05.12.2011 15:34 GOSC.PL
Ilość osób, które wzięły udział w Marszu Niepodległości 11 listopada, przerosła wszelkie oczekiwania. Cokolwiek by mówić o organizatorach imprezy, skrzyknięcie co najmniej kilkunastu tysięcy osób do stolicy na manifestację jest w Polsce nie lada wyczynem. Na Marszu pojawili się nie tylko członkowie i sympatycy Młodzieży Wszechpolskiej i Obozu Narodowo-Radykalnego – przede wszystkim byli to ludzie, którzy chcieli obchodzić polskie święto narodowe. Nie afiliowani przy żadnej partii.

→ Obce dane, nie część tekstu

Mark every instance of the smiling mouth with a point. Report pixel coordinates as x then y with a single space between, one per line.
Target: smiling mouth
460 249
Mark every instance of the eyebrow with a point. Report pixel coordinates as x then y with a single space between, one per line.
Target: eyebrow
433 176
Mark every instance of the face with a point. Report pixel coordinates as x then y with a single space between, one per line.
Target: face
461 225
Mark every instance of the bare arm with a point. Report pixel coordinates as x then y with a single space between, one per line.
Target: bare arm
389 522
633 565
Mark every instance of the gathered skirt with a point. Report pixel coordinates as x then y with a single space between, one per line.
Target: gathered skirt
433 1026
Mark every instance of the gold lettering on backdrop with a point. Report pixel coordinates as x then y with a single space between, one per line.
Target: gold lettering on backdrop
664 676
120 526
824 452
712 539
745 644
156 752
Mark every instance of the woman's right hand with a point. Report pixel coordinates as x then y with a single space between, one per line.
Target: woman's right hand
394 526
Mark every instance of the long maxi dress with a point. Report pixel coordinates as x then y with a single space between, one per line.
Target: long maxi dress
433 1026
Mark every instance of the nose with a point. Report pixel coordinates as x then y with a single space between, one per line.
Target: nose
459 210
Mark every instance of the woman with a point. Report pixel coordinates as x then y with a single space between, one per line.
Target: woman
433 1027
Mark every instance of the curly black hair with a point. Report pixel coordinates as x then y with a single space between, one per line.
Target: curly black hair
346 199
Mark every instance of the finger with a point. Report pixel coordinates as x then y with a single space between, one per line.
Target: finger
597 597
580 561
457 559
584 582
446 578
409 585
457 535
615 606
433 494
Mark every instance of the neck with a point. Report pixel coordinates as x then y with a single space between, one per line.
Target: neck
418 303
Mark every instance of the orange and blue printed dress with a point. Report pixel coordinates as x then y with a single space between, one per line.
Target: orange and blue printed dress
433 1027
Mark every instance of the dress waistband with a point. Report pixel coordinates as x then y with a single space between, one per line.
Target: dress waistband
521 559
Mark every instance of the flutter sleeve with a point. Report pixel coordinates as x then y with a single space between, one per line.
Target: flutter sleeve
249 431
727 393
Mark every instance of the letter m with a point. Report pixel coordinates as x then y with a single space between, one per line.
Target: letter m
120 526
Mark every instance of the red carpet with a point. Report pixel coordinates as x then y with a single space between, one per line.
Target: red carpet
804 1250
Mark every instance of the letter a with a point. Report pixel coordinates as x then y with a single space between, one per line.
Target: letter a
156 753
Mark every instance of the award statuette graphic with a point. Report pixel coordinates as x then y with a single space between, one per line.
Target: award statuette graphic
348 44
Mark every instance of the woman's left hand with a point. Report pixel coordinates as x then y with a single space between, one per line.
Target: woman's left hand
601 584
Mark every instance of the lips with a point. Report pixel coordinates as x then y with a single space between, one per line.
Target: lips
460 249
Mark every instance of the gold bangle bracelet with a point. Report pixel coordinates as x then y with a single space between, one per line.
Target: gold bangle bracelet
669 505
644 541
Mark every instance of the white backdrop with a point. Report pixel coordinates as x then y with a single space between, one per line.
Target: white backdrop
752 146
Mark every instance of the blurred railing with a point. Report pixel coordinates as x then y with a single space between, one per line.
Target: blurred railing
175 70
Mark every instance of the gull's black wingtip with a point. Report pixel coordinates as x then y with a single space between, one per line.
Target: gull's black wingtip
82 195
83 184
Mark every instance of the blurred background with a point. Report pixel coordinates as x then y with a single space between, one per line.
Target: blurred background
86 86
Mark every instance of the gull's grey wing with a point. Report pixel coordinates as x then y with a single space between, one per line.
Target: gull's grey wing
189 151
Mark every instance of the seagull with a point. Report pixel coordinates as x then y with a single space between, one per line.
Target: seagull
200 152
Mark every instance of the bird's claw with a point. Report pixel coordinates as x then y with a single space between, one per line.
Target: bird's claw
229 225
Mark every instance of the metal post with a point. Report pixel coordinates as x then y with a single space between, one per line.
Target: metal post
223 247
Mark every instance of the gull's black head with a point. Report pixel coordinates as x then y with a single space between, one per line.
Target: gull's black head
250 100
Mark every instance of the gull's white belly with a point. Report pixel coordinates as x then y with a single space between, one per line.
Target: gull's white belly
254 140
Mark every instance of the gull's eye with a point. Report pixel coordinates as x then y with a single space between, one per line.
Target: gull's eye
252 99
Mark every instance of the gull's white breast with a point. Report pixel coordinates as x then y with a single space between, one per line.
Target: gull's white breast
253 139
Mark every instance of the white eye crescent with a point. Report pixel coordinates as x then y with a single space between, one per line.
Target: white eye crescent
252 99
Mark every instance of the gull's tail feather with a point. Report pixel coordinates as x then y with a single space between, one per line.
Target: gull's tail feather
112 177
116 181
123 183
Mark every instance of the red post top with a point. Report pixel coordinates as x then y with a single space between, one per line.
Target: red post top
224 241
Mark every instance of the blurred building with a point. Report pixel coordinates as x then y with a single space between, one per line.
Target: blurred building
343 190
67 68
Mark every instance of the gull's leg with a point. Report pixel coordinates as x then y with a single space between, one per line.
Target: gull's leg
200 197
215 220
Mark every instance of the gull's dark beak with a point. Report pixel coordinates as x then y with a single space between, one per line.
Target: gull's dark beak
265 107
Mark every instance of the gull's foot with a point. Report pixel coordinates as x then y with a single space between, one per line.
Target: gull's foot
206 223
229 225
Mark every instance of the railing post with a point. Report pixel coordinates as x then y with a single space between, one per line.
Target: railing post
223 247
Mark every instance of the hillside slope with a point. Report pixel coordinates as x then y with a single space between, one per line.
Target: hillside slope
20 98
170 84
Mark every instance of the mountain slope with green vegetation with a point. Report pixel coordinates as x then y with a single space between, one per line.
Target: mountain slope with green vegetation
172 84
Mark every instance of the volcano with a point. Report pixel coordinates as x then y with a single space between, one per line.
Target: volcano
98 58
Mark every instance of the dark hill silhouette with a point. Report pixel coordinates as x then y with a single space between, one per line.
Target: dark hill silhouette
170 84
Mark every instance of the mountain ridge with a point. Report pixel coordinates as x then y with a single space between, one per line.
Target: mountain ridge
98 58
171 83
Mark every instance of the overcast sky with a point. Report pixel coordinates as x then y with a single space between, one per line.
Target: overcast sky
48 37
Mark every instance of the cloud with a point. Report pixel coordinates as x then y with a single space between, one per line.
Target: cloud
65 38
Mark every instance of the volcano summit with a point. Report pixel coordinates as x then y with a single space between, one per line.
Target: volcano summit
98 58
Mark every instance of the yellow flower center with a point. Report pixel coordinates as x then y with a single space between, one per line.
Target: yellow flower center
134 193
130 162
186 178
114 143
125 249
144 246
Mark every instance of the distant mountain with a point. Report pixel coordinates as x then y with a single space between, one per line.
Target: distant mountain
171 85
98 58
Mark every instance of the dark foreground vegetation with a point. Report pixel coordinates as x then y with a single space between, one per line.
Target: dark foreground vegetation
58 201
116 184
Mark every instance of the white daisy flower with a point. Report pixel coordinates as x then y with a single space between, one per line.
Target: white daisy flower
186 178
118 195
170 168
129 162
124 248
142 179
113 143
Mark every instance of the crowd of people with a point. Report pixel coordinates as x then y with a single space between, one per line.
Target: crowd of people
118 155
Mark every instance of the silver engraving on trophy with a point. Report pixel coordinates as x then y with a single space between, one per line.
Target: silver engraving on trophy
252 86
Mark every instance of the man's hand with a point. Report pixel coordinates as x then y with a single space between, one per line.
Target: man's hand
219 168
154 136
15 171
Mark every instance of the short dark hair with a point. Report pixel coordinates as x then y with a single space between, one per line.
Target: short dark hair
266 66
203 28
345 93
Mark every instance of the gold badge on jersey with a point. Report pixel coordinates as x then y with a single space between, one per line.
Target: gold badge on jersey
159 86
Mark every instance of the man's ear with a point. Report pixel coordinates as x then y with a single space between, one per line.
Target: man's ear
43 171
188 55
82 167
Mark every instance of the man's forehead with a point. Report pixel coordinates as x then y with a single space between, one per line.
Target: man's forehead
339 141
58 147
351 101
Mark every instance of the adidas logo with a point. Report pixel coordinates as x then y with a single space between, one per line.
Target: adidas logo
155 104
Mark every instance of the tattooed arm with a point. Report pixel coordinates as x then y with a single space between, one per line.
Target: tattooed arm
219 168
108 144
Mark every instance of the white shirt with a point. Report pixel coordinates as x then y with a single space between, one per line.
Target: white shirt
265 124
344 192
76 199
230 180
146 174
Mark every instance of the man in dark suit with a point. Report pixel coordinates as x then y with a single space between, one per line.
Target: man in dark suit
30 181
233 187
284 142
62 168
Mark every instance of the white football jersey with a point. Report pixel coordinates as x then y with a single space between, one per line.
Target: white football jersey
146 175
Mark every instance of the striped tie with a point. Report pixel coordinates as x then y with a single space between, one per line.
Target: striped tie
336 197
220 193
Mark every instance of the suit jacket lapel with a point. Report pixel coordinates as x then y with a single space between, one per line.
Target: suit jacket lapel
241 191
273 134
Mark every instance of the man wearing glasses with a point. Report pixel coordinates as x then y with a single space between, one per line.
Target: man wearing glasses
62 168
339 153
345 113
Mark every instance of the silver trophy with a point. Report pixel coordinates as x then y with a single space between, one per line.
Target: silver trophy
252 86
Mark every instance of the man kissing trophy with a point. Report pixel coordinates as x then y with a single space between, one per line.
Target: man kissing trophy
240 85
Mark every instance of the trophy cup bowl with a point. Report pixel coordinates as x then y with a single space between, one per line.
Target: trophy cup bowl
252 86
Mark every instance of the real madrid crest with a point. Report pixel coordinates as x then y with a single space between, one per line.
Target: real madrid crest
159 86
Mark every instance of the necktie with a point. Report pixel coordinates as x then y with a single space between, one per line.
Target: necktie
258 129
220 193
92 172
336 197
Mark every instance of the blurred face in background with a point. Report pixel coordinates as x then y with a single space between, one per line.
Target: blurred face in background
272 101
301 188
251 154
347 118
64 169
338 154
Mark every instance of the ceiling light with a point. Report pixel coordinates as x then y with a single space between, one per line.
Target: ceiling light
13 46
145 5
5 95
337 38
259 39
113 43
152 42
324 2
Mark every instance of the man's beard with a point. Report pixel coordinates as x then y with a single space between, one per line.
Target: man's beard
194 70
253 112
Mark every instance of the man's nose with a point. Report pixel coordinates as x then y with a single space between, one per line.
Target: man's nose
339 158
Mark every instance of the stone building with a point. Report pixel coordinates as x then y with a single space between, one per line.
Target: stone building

Nic dziwnego, że politycy prawicy chcą uszczknąć z sukcesu coś dla siebie. Stąd nie zaskoczył mnie pomysł Jarosława Kaczyńskiego, by 13 grudnia, w 30. rocznicę stanu wojennego zorganizować Marsz Niepodległości i Solidarności, choć prawdę mówiąc spodziewałem się po prezesie Prawa i Sprawiedliwości większej oryginalności. W połowie miesiąca chcą powtórzyć wyczyn narodowców lub wręcz ich przelicytować. Pomóc ma w tym niemal bliźniacza lista członków komitetu honorowego, na czele którego ma stać lider PiS.
Siły oryginalnego Marszu Niepodległości poszukuje się w różnych źródłach: sprawności organizacyjnej MW i ONR, apartyjnym charakterze imprezy, wreszcie antygazetowyborczej przekorze części środowisk opiniotwórczych. Wiele wyjaśnić może przebieg MNiS. Jeśli okaże się sukcesem, można będzie wyciągnąć z tego wniosek, że obie grupy „maszerujących” się w pewnej mierze pokrywają (choć organizatorzy MN odcinają się od inicjatywy PiS), że można nadal na niej budować własne środowisko i popierającą siebie grupę wyborców. Gorzej, jeśli okaże się, że ten marsz mało kogo, prócz członków Prawa i Sprawiedliwości i dziennikarzy, interesuje. Może to być dowód na to, że podzielający antykomunistyczny, konserwatywny i narodowy światopogląd Polacy popierają PiS tylko jako „mniejsze zło”, ponieważ ich prawdziwej politycznej ojczyzny na partyjnej mapie po prostu nie ma. I że głosować, to oni na partię Kaczyńskiego w ostateczności mogą, ale świętować, bądź uczcić smutną rocznicę wolą we własnym, niepartyjnym gronie. Takich „wyborców z rozsądku” łatwo utracić, nawet jeśli w oczach drobnej grupki innych bywalców Krakowskiego Przedmieścia nadal jest się „zbawcą Polski”.